Example 3: Simplify $\dfrac{-116x+112}{(x^2+3x-3)(8x+4)}$.
The quadratic has no real roots, so write $\dfrac{-116x+112}{(x^2+3x-3)(8x+4)} = \dfrac{Ax+B}{x^2+3x-3}+\dfrac{C}{8x+4}$, giving
$-116x+112 = (Ax+B)(8x+4)+C(x^2+3x-3)$ (1).
Comparing coefficients: $0 = 8A+C$, $-116 = 4A+8B+3C$, $112 = 4B-3C$. Solving gives $C=-40$, $A=5$, $B=-2$.
Sanity check: $(5x-2)(8x+4)-40(x^2+3x-3) = -116x+112$ ✓. So the answer is $\dfrac{5x-2}{x^2+3x-3}-\dfrac{40}{8x+4}$.
Proper and Improper Fractions
When the numerator's order is the same as (or higher than) the denominator's, first divide out a polynomial part, then find partial fractions for the proper remainder.
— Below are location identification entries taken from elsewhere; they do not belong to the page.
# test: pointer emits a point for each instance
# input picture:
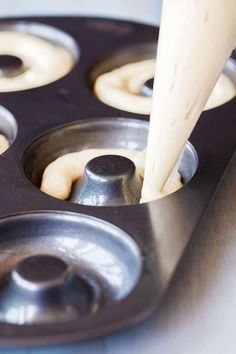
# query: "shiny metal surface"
(86, 134)
(161, 228)
(11, 66)
(8, 125)
(96, 252)
(108, 181)
(109, 132)
(43, 289)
For example, $\dfrac{x^2-3x+2}{x^2+2x+1}$ can be written $1+\dfrac{-5x+1}{x^2+2x+1}$, and the fractional part is then handled as above.
Example 4: Simplify $\dfrac{16x^2-34x-29}{8x^2-2x-15}$.
Since both are degree 2, divide out: $\dfrac{16x^2-34x-29}{8x^2-2x-15} = \dfrac{2(8x^2-2x-15)-30x+1}{8x^2-2x-15} = 2-\dfrac{30x-1}{8x^2-2x-15}$.
Factorise $8x^2-2x-15 = (2x-3)(4x+5)$, so $30x-1 = A(4x+5)+B(2x-3)$, giving $A=4$ and $B=7$.
Sanity check: $4(4x+5)+7(2x-3) = 16x+20+14x-21 = 30x-1$ ✓. So the answer is $2-\dfrac{4}{2x-3}-\dfrac{7}{4x+5}$.